If you’ve already bought a car and later find out it still has finance on it, act fast. Start by contacting the seller or dealer and asking them to resolve the issue. If the seller agrees to pay off the finance, ask for written proof from the lender.

If the seller doesn’t respond or refuses to help, contact the finance company directly. Explain that you’ve bought the car and didn’t know about the finance. The lender may be able to help or give you advice on next steps.

Keep a record of all your emails, letters, and calls. This is important if you later need legal support or want to return the car.

Can dealers legally sell cars with outstanding finance?

Only if the finance company has agreed. Dealers are not allowed to sell cars that are still under finance unless the lender has approved the sale.
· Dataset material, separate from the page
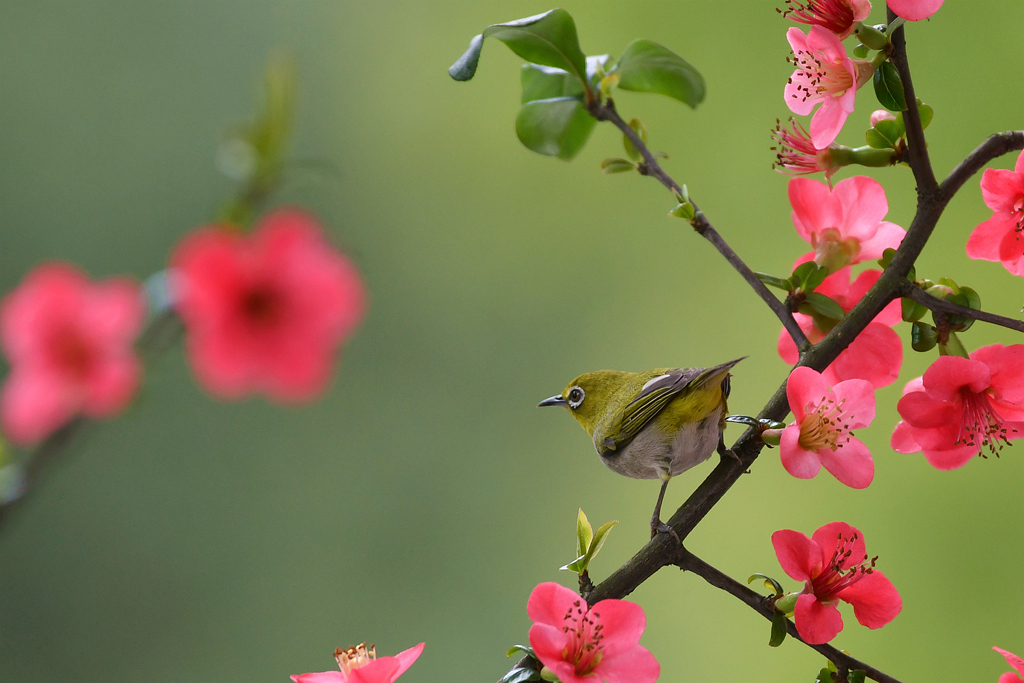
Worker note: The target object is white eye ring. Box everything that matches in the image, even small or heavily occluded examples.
[569,387,587,411]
If they haven’t, they’re breaking the law and you may be able to return the car.

If a dealer claims they have permission, always check this yourself. Contact the finance provider directly and ask if the sale has been approved.
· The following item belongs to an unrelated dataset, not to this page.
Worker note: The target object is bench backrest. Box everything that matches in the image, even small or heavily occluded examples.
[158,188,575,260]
If you find out later that the dealer didn’t settle the finance, you should be entitled to a refund. Always check with the lender before buying from a dealer.

How can I spot the warning signs before buying?

There are some clear red flags that may suggest a car still has finance on it. These include:

  • The price is unusually low compared to similar models
  • The seller is pushing for a quick sale
  • The car is nearly new but being sold privately
  • They can’t provide the logbook (V5C) or service records
  • Their reason for selling seems vague or doesn’t add up

Even if the deal seems too good to miss, don’t rush. Take your time, do your checks, and trust your instincts and walk away if anything seems off, there are always other cars.